Despite all of these advancements leaving me with a warm and fuzzy feeling, I’d be a fool to admit that PS5’s new voice commands are any good. They suck, like a first generation of Siri or Cortana with all of the apparent kinks. At the time of writing it only recognises a handful of commands and will respond to the majority of queries by telling you it doesn’t understand you, or that the programming behind it isn’t set up for anything more complicated than navigating to a specific menu or launching a game or application. From what I can tell it can’t even take a screenshot, which is what I’d actually use it for.

Now I’ll cut them some slack and admit that Sony is clear about this feature being in preview right now, even providing a list of commands it is capable of adhering to at the time of writing. It can’t do much right now, and it seems like the aim is to simply see how beta testers react to its presence and if they actually use it. You can turn the feature off altogether, but if switched on, it will react to whatever headset you have plugged in alongside the built-in microphone found in the DualSense controller. It can be muted with the touch of a button so it’s no big deal, and you’ll want to because voice commands will perk up whenever the world ‘PlayStation’ or anything vaguely similar is brought up in conversation.

PS5 Pro

But even with improvements to come in future updates, these voice commands feel largely like a novelty, a cool feature we’ll fiddle with for a couple of minutes before realising that actually using them on a regular basis is far less effective than the controller in our hands.
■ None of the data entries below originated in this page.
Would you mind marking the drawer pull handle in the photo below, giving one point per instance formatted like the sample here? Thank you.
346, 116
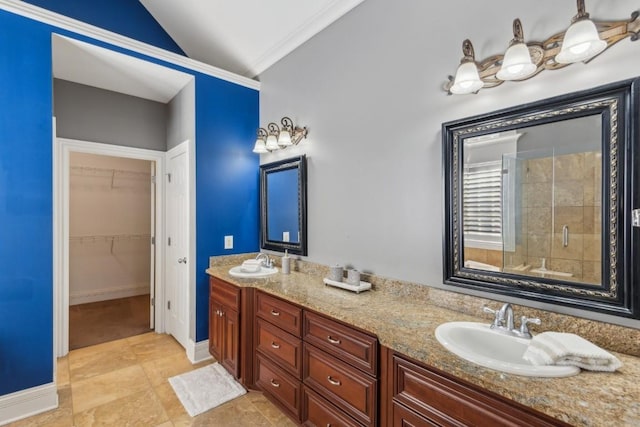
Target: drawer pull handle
332, 340
332, 381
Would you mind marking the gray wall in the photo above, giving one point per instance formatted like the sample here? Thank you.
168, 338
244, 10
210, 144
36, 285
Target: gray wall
369, 89
91, 114
181, 123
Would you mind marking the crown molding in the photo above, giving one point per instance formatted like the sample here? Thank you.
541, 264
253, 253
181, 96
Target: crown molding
304, 32
55, 19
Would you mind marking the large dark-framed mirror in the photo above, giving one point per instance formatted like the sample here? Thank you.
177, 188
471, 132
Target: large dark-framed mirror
539, 200
283, 205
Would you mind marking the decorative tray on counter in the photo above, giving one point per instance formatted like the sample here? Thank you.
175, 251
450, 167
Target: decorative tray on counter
363, 286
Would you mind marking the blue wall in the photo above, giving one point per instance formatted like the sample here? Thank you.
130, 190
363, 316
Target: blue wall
26, 302
226, 192
226, 179
127, 17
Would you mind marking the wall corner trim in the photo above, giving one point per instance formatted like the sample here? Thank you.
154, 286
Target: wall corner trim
306, 30
29, 402
45, 16
198, 352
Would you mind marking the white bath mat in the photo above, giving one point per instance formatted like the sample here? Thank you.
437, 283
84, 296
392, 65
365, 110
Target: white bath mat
205, 388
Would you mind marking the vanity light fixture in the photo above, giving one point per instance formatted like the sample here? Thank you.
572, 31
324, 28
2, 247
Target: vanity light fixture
516, 64
275, 137
467, 78
581, 42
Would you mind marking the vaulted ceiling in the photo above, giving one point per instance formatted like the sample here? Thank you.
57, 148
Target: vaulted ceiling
244, 36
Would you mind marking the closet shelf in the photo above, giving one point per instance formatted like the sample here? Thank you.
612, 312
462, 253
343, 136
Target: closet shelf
111, 174
110, 238
98, 238
108, 172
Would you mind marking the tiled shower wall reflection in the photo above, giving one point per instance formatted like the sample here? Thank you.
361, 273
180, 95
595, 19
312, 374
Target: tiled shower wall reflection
561, 191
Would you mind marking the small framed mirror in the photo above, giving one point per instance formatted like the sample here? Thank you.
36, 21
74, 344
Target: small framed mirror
539, 200
283, 205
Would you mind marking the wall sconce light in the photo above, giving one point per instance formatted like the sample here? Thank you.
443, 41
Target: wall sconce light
276, 137
581, 42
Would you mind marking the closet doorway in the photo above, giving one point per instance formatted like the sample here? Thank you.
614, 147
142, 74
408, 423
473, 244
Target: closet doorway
110, 215
110, 258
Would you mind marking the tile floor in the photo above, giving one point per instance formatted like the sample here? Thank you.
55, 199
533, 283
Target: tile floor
125, 383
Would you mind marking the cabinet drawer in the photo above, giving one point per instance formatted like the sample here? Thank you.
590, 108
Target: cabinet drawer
403, 417
317, 412
280, 346
348, 344
453, 403
281, 313
225, 293
280, 386
348, 388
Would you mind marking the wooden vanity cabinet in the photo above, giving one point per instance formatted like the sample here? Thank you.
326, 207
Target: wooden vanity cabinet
278, 343
422, 396
340, 373
230, 328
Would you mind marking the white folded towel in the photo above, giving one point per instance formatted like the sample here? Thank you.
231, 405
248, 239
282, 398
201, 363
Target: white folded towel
251, 265
559, 348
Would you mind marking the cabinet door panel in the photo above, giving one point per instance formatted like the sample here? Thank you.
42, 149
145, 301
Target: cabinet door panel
319, 412
403, 417
282, 347
344, 342
215, 330
452, 403
351, 390
283, 314
279, 386
231, 347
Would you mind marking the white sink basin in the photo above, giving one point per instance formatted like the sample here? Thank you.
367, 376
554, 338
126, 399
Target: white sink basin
261, 272
479, 344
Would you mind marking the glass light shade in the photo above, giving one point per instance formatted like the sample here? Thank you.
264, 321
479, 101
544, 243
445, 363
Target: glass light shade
581, 42
284, 139
260, 147
516, 63
272, 143
467, 79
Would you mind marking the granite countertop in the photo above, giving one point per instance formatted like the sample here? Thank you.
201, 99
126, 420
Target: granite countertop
407, 324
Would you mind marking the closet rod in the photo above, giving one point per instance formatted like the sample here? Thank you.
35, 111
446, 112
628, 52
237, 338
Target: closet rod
109, 172
108, 238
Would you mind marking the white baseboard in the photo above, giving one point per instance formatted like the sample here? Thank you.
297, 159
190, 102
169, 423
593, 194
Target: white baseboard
106, 294
29, 402
198, 352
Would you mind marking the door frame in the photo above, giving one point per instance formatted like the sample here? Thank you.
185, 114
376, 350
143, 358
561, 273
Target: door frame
188, 148
61, 149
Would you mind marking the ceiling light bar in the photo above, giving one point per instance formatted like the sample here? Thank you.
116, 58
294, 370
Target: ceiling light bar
275, 137
581, 42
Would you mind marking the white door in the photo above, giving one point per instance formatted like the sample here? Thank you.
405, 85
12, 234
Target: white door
152, 248
177, 262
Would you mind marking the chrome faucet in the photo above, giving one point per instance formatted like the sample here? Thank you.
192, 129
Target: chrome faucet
503, 322
505, 316
266, 261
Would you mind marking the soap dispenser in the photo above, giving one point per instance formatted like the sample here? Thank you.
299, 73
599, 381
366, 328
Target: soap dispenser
286, 263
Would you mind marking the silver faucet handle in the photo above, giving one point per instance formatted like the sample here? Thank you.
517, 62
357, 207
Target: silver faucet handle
524, 321
496, 314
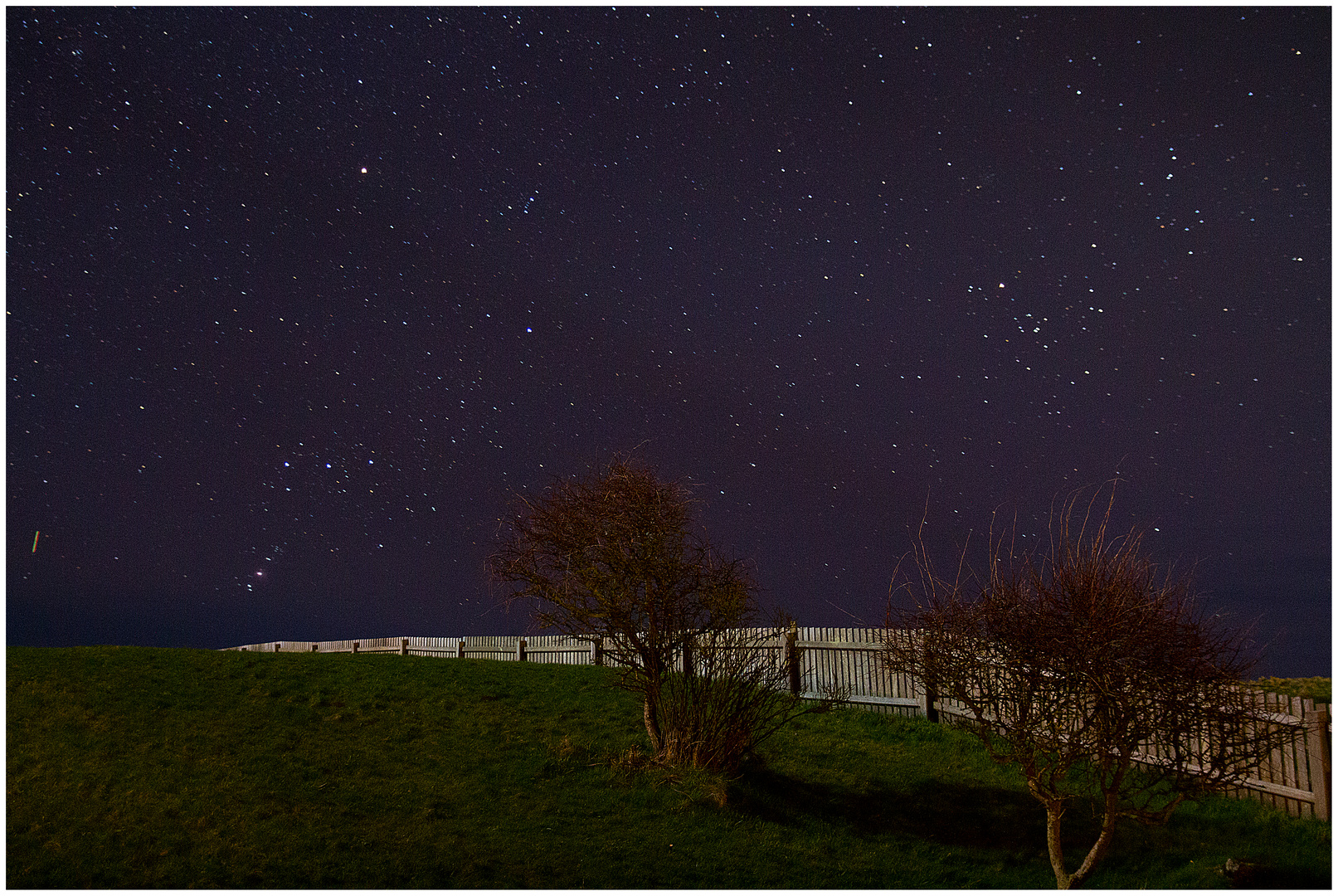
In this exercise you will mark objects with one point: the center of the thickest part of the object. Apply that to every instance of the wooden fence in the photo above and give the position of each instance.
(1297, 780)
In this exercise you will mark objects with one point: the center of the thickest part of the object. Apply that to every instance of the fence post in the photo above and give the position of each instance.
(930, 697)
(792, 657)
(1318, 753)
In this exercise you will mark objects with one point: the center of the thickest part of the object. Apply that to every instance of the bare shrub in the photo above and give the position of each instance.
(1091, 673)
(611, 559)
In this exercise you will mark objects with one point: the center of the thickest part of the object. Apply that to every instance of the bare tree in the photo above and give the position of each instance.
(1089, 673)
(611, 559)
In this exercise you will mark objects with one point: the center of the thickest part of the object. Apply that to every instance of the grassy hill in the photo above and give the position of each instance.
(185, 768)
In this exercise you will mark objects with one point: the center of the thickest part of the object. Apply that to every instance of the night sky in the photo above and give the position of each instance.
(296, 299)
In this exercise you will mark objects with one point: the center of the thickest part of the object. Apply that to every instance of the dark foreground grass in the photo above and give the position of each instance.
(179, 768)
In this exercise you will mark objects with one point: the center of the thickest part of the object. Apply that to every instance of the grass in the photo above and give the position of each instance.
(181, 768)
(1316, 689)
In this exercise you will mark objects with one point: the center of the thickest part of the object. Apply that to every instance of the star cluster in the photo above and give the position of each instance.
(297, 299)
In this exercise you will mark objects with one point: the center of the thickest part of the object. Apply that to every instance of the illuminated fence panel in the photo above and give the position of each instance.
(849, 661)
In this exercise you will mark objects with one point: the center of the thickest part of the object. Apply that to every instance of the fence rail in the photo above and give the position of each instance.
(1297, 780)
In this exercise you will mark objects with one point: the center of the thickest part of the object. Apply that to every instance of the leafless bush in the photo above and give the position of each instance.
(611, 559)
(1091, 673)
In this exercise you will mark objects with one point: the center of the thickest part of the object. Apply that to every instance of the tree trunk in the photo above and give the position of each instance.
(1102, 841)
(1053, 813)
(653, 727)
(1053, 816)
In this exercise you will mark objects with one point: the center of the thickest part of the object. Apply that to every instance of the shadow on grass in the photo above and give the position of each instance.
(945, 813)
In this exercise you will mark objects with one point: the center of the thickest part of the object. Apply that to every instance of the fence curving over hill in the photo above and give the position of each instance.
(1297, 780)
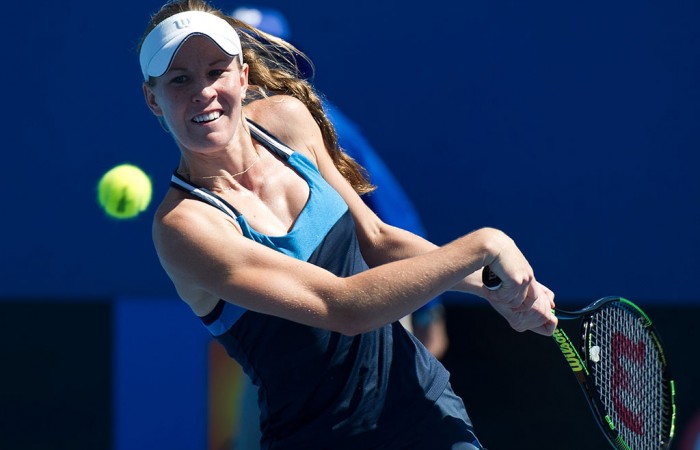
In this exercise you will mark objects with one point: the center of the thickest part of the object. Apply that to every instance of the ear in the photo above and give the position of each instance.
(150, 97)
(243, 73)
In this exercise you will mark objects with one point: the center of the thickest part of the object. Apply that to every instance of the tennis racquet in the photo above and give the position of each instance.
(622, 369)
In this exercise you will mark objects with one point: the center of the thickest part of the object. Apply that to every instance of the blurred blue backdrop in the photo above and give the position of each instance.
(573, 127)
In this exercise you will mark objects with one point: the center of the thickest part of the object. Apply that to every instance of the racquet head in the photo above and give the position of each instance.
(629, 386)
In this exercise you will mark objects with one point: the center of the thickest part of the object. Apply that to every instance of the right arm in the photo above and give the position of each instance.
(208, 262)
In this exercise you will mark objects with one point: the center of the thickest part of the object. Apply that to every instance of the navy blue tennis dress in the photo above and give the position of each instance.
(317, 388)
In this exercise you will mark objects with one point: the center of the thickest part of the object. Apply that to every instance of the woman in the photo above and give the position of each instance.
(266, 238)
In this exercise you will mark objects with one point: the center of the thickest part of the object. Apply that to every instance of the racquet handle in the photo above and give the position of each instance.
(490, 279)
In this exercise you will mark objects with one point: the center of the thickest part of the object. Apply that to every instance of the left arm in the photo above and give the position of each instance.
(381, 243)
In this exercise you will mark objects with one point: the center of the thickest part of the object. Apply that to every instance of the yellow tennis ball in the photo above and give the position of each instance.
(124, 191)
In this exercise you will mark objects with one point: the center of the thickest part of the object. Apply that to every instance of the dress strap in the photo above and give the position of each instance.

PS4 implemented a similar set of voice commands across the interface that were equally as ignored. Like, I didn’t even know they were being added until I switched the console on and saw them for myself. When PlayStation Premium arrives and my library of games vastly increases thanks to the presence of backwards compatibility, I’ll likely get more use out of them, especially when considering how tiresome it is to scroll through my library in search of a single game. Being able to just say its name and see it launch would be awesome.

Maybe they’ll get better, but right now voice commands on PS5 are a cool feature without much practical use. I can’t even ask it to take screenshots of my sick Elden Ring plays.